I helped electrical engineer Jeff Bradford complete a vector generator for the Projection Kanji Keyboard. Jeff simplified the ECL design by moving considerable logic into static ram lookup tables. I used APL's array manipulation to formulate and check the bit patterns that would fill these tables.

Hardware

The display driver could draw vectors fast enough to paint flicker free characters from vector strokes. It was realized as a single board using the power-hungry but very fast bi-polar transistor emitter-coupled logic (ECL). Static rams were available that were correspondingly fast. The board consisted of rams, registers and the DACs that would drive the display.

Jeff used table lookup in several locations. Sometimes this involved splitting tables between rams as the desired size parts were not available.

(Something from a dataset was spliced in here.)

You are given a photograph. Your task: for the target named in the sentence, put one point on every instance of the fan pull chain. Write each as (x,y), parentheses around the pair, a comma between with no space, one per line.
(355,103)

The rams would be loaded at power-up from much slower ultra-violet erasable electrically programmable roms routinely used in the then emerging micro-controller field.

Representation

I created two-dimensional arrays of bits using APL functions which were all stored in an APL workspace between sessions.

I wrote a format converter that would translate a properly dimensioned array into the text format required by the commercial rom programmer in use in our lab.

Although this process was repeatable, we had little desire to debug mistakes we might make in constructing tables on the high-speed hardware in which they would eventually run.

Methodology

We developed tables for each section of Jeff's design one by one. I worked with Jeff at the terminal writing formulas that would generate bits.

We wrote first using arrays of integers to understand the lookups as they would occur at the register level.

We transformed these into bits and then split those bits into the shapes of the ram parts in the design.

We then transformed ram bits into the bits as they would appear in the roms, reversing the transformation that would happen on power-up.

At each step we would first create an array and then ask ourselves how we might know that it is the correct array. We would create row or column sums and then look at the distribution of these. Did they make sense knowing what the vector generator would be doing?

If sums alone weren't convincing we would write some part of the hardware in APL and then run it in all possible cases rendering some part of the result as graphics on the high-resolution 4014 display.

This process worked. Over several days we built the necessary software tools, developed and checked the bits, and then programmed the hardware that worked first time. No after the fact debugging required.